A poll by ScotiaBank released in January 2014 shows a surprising decline in RRSP participation last year.
Only 31 percent of Canadians said they planned to contribute to a retirement saving plan for the 2013 tax year compared with 39 percent in the previous two years.
It is not clear why the numbers dropped. One reason might be that people decided the new Tax-Free Savings Account met their needs better.
The ScotiaBank poll also said withdrawals from plans were up four percent to 40 percent. People might be taking advantage of the federal home buyers’ plan to build or buy a first home partially financed through RRSPs.
Covering expenses and paying down debt are also leading causes of tapping the retirement nest egg.
This could cause problems in retirement. People who really want their investments to grow must start as early as possible.
Essentially, a dollar invested today is worth more than a dollar invested tomorrow.
So, how early is early?
A new survey suggests that more than two-thirds of those polled believe they would have enough to retire if they start saving at 25.
Some advisers recommend starting sooner. Young people paid for odd jobs on the farm in the summer or off-farm work while in high school should file an income tax return to start building much needed RRSP contribution room earlier.
However, it can be difficult for a young person saddled with school costs, high student debt or a difficult job market to put money away.
Nevertheless contributing even a small amount such as $20 a month at the beginning can yield big dividends down the road.

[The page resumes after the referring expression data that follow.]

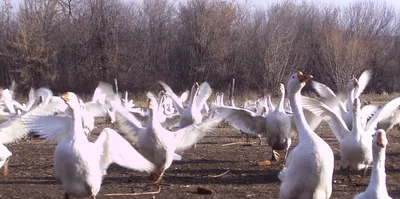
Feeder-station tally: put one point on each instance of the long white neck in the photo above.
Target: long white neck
(193, 94)
(302, 126)
(77, 124)
(356, 121)
(378, 175)
(281, 105)
(271, 106)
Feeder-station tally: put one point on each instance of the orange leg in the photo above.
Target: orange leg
(5, 167)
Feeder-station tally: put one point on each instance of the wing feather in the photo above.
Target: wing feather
(245, 120)
(115, 149)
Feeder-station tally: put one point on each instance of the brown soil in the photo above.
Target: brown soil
(227, 171)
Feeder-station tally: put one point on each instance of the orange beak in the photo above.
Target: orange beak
(149, 104)
(382, 140)
(303, 78)
(41, 99)
(65, 97)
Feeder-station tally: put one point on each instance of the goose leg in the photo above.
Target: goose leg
(5, 167)
(349, 175)
(158, 177)
(247, 138)
(286, 153)
(365, 171)
(275, 156)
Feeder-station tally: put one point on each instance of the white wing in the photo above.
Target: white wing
(50, 127)
(117, 150)
(189, 135)
(323, 90)
(338, 126)
(362, 83)
(129, 125)
(204, 93)
(245, 120)
(16, 127)
(383, 113)
(175, 98)
(184, 96)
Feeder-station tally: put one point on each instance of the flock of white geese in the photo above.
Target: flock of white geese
(80, 164)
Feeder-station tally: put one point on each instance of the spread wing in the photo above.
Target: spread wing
(191, 134)
(243, 119)
(383, 113)
(115, 149)
(338, 126)
(18, 126)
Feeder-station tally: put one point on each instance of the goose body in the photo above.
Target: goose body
(309, 168)
(79, 164)
(377, 185)
(279, 127)
(355, 144)
(156, 143)
(198, 97)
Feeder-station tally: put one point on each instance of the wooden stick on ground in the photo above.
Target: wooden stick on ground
(135, 194)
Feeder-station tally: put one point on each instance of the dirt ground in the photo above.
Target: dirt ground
(229, 170)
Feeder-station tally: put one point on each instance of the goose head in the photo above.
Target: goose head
(152, 104)
(297, 81)
(352, 86)
(281, 89)
(380, 141)
(71, 99)
(193, 92)
(356, 106)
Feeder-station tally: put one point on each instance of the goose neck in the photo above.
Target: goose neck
(299, 118)
(378, 175)
(281, 106)
(77, 123)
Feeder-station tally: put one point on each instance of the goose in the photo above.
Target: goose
(80, 165)
(220, 103)
(279, 127)
(309, 168)
(355, 144)
(198, 97)
(388, 123)
(377, 185)
(271, 106)
(16, 128)
(61, 120)
(156, 143)
(7, 101)
(354, 89)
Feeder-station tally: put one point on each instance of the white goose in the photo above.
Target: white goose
(80, 165)
(335, 102)
(377, 185)
(280, 127)
(16, 128)
(198, 97)
(309, 167)
(155, 142)
(355, 145)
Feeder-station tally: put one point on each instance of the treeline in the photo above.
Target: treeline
(72, 44)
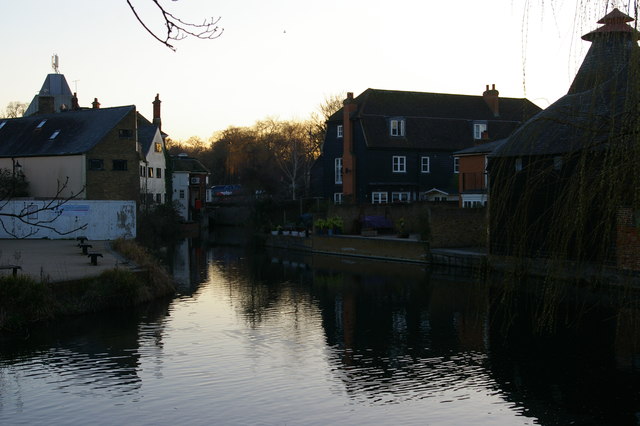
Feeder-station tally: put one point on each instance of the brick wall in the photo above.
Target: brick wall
(109, 184)
(444, 225)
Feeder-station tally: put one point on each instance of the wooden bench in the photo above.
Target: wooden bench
(94, 258)
(14, 268)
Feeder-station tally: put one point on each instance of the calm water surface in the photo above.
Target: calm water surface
(276, 338)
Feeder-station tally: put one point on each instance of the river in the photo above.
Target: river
(276, 338)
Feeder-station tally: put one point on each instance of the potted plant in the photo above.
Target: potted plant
(337, 224)
(401, 232)
(320, 225)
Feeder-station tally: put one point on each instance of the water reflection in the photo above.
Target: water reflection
(284, 337)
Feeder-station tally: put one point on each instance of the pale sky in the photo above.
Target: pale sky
(282, 58)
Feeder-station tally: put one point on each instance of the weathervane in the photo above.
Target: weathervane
(54, 63)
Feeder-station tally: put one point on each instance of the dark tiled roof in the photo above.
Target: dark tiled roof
(78, 131)
(435, 121)
(601, 103)
(484, 148)
(188, 164)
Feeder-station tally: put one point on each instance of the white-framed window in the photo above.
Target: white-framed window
(379, 198)
(425, 165)
(518, 164)
(478, 129)
(400, 197)
(557, 163)
(338, 170)
(396, 126)
(399, 164)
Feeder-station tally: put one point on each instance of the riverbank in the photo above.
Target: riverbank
(44, 279)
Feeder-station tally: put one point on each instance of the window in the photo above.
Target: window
(119, 165)
(399, 164)
(478, 129)
(425, 165)
(557, 163)
(397, 127)
(400, 197)
(518, 164)
(379, 197)
(338, 170)
(96, 164)
(125, 133)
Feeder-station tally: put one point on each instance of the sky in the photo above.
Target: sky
(283, 58)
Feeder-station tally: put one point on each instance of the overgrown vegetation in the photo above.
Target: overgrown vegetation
(24, 300)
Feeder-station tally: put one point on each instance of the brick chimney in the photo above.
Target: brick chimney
(492, 100)
(46, 104)
(156, 112)
(74, 102)
(348, 158)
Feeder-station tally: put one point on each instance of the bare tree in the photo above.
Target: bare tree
(319, 118)
(14, 185)
(177, 29)
(15, 109)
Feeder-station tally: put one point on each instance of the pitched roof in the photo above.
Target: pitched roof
(438, 121)
(146, 133)
(78, 131)
(599, 103)
(484, 148)
(183, 163)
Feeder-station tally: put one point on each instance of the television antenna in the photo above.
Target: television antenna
(54, 63)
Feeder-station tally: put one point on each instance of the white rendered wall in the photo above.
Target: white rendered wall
(99, 219)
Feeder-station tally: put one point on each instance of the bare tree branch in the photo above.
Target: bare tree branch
(26, 215)
(177, 29)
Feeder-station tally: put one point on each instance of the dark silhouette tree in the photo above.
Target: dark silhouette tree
(176, 29)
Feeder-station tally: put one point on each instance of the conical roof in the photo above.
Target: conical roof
(54, 85)
(599, 100)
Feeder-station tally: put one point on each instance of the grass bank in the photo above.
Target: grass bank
(24, 300)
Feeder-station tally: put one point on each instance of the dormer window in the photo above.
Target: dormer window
(479, 129)
(125, 133)
(396, 126)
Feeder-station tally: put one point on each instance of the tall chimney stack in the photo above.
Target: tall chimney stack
(348, 157)
(492, 99)
(156, 112)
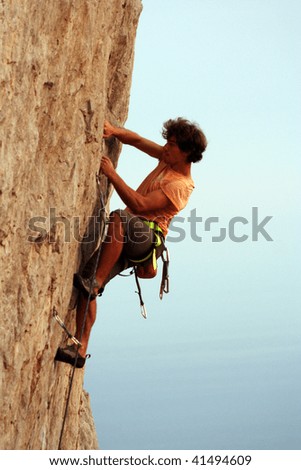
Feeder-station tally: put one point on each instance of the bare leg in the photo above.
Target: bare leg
(110, 253)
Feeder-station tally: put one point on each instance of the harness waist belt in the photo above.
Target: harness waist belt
(153, 226)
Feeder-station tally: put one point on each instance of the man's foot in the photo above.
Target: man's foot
(69, 355)
(84, 285)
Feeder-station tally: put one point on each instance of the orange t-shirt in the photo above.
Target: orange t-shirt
(175, 186)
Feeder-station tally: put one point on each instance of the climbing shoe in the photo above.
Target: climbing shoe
(68, 355)
(84, 285)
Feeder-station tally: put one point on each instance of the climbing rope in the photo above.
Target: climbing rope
(102, 211)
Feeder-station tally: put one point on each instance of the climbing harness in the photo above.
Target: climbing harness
(152, 258)
(101, 211)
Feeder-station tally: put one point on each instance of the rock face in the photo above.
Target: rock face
(66, 66)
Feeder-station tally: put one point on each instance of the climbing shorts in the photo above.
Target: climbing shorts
(139, 240)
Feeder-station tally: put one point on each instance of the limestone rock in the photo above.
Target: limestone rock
(66, 66)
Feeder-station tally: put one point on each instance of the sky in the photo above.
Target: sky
(216, 365)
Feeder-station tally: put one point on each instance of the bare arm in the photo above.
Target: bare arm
(131, 138)
(137, 203)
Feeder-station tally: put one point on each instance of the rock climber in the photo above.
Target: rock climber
(149, 210)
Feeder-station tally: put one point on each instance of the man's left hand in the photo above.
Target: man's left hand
(106, 167)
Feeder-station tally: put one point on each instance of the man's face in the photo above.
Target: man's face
(172, 153)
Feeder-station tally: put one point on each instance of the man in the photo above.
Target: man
(150, 209)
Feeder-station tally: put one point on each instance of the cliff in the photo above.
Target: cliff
(66, 66)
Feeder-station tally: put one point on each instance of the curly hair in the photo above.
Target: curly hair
(190, 138)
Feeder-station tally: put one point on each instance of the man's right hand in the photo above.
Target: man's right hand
(108, 130)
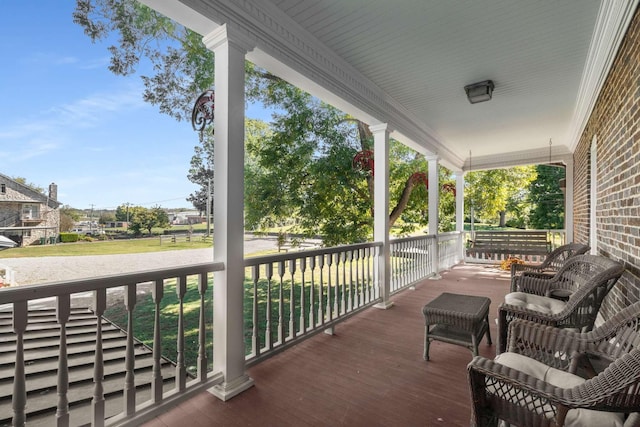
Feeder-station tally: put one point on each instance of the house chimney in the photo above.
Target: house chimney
(53, 191)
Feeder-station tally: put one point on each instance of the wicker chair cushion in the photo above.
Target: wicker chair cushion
(558, 378)
(537, 303)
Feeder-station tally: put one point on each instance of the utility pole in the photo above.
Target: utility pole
(91, 220)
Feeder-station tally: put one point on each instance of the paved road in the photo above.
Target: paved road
(53, 269)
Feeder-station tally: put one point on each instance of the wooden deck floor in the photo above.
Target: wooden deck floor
(370, 373)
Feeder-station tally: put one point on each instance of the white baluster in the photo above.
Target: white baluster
(292, 299)
(343, 302)
(97, 403)
(19, 399)
(303, 307)
(312, 291)
(281, 303)
(329, 314)
(129, 378)
(255, 334)
(203, 284)
(181, 371)
(268, 333)
(63, 309)
(157, 293)
(321, 290)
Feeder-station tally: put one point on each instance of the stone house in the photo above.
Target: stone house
(26, 215)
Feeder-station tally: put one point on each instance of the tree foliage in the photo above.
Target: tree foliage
(301, 170)
(546, 198)
(492, 192)
(141, 218)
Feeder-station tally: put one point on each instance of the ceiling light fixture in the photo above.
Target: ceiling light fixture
(479, 92)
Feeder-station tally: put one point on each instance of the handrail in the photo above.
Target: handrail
(52, 289)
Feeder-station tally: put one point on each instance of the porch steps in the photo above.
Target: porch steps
(41, 343)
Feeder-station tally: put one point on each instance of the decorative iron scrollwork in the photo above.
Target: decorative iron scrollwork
(203, 111)
(363, 160)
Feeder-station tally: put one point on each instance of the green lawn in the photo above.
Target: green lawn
(125, 246)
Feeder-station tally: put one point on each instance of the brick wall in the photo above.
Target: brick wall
(615, 122)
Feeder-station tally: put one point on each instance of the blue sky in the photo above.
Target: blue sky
(65, 118)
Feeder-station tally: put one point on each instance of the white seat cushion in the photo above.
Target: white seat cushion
(538, 303)
(562, 379)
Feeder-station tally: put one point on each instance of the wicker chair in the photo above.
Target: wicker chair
(535, 383)
(586, 279)
(551, 264)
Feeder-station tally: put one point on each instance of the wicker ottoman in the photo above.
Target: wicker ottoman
(456, 319)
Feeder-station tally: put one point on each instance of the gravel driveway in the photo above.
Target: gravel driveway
(53, 269)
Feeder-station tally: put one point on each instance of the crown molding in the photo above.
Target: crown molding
(539, 156)
(612, 22)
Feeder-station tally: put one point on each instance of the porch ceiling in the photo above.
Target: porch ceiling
(406, 63)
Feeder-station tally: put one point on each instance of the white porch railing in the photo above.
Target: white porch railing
(288, 297)
(62, 294)
(310, 291)
(411, 260)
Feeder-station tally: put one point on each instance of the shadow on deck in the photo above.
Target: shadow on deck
(370, 373)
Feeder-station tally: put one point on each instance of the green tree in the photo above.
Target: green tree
(141, 218)
(302, 171)
(491, 192)
(546, 198)
(31, 185)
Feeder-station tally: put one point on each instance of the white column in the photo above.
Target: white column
(568, 199)
(228, 218)
(381, 209)
(434, 202)
(460, 212)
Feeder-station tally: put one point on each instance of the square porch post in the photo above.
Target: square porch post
(381, 210)
(434, 202)
(460, 212)
(228, 219)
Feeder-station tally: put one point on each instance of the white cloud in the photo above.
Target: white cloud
(54, 128)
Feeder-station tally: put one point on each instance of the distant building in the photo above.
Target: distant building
(116, 224)
(26, 215)
(186, 217)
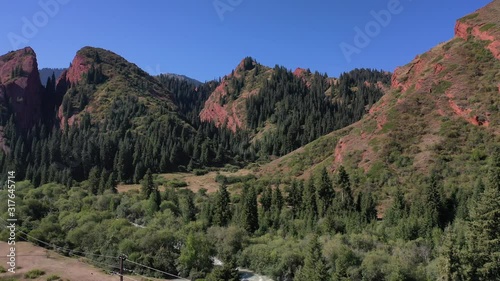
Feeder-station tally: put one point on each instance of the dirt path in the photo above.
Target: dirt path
(31, 257)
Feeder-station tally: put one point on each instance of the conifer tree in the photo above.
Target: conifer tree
(148, 185)
(346, 199)
(483, 256)
(249, 213)
(294, 196)
(222, 210)
(324, 193)
(314, 268)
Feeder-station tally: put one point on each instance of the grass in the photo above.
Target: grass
(8, 279)
(53, 277)
(33, 274)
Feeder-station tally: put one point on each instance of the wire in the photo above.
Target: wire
(60, 248)
(124, 276)
(111, 266)
(96, 262)
(157, 270)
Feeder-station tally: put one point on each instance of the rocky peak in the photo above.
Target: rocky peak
(20, 86)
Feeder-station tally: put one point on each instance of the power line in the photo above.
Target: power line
(111, 266)
(124, 276)
(157, 270)
(60, 248)
(97, 262)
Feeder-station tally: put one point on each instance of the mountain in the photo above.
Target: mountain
(226, 106)
(20, 88)
(282, 110)
(98, 78)
(46, 73)
(182, 78)
(440, 114)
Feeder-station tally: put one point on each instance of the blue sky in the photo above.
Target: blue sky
(205, 39)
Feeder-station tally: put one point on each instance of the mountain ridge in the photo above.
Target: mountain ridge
(453, 84)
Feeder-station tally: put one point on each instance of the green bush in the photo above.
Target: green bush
(177, 183)
(33, 274)
(200, 172)
(53, 277)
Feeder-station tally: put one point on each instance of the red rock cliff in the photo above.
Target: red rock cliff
(20, 86)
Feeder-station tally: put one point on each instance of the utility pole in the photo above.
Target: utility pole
(122, 258)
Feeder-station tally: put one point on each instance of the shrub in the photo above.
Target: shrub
(200, 172)
(53, 277)
(35, 273)
(177, 183)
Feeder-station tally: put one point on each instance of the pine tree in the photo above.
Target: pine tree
(483, 256)
(94, 177)
(222, 213)
(276, 207)
(309, 208)
(314, 268)
(188, 209)
(324, 193)
(346, 199)
(249, 213)
(294, 196)
(148, 185)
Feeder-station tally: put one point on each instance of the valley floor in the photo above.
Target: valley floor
(30, 257)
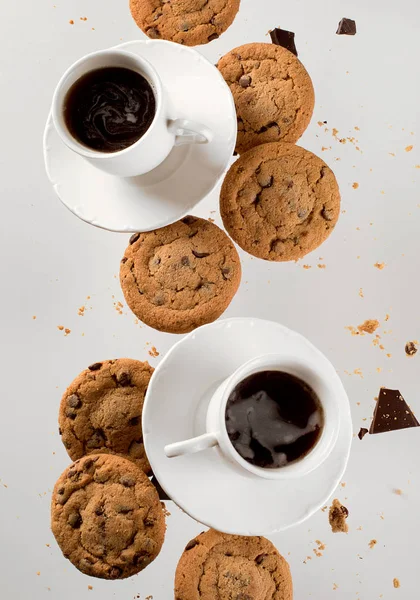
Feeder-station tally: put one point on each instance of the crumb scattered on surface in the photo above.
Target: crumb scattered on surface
(411, 348)
(118, 307)
(321, 547)
(337, 517)
(369, 326)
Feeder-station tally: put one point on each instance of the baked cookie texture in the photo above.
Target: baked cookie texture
(106, 517)
(279, 201)
(181, 276)
(217, 566)
(273, 93)
(188, 22)
(101, 410)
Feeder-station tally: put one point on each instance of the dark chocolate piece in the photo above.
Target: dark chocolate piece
(392, 413)
(363, 431)
(162, 494)
(284, 38)
(410, 348)
(346, 27)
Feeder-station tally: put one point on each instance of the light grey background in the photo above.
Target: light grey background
(51, 262)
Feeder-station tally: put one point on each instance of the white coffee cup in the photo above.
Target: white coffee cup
(216, 418)
(153, 147)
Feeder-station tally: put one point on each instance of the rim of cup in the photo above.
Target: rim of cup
(138, 64)
(303, 370)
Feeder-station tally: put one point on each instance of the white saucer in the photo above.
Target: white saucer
(205, 485)
(169, 192)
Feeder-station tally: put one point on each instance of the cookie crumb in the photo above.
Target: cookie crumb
(368, 326)
(337, 517)
(411, 348)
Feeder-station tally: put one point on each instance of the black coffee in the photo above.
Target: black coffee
(273, 419)
(109, 109)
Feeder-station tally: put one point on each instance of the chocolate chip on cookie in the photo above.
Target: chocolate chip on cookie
(183, 21)
(104, 528)
(100, 412)
(279, 201)
(218, 565)
(181, 276)
(273, 94)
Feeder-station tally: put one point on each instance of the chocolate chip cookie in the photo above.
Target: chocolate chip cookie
(273, 94)
(100, 412)
(188, 22)
(106, 517)
(279, 201)
(217, 566)
(181, 276)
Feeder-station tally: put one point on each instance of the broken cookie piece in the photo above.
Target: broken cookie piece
(392, 413)
(337, 517)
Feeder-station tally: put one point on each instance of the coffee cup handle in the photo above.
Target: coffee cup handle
(189, 132)
(202, 442)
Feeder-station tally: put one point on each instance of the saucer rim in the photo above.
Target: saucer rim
(345, 429)
(162, 223)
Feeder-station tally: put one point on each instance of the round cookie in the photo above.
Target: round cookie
(188, 22)
(273, 94)
(106, 517)
(181, 276)
(100, 412)
(279, 201)
(217, 566)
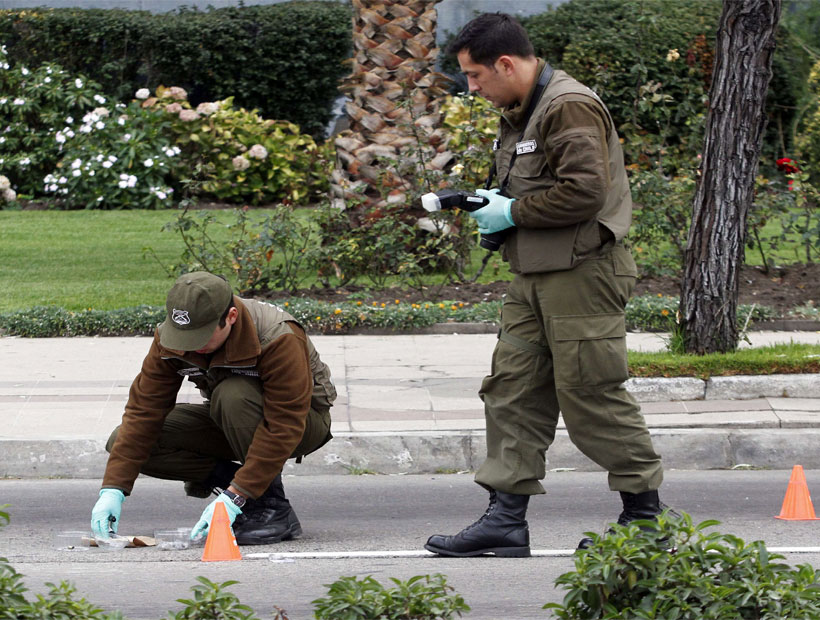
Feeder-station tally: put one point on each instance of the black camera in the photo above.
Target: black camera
(468, 201)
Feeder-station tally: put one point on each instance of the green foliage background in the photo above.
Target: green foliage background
(284, 60)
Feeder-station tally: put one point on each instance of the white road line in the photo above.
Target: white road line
(421, 553)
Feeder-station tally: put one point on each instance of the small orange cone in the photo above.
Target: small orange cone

Young people have the advantage of time. Larger and larger amounts of savings will be required to keep them on track for retirement if they delay their start time.
If they have a lot of contribution room but little cash to put away, what about borrowing the money for their RRSP contribution? This is a strategy that can work for some people but not others.
Borrowing may be a useful strategy if their contribution is going to earn a refund and the cash reserves plus the refund are sufficient to pay off the entire loan within the year the loan is taken out.
It is never too early to seek advice on planning for retirement, but how can it be done if the individual can barely afford the investment?
Perhaps a parent, aunt, uncle or older sibling can help.
The next Christmas or birthday present could be a financial gift to fund retirement.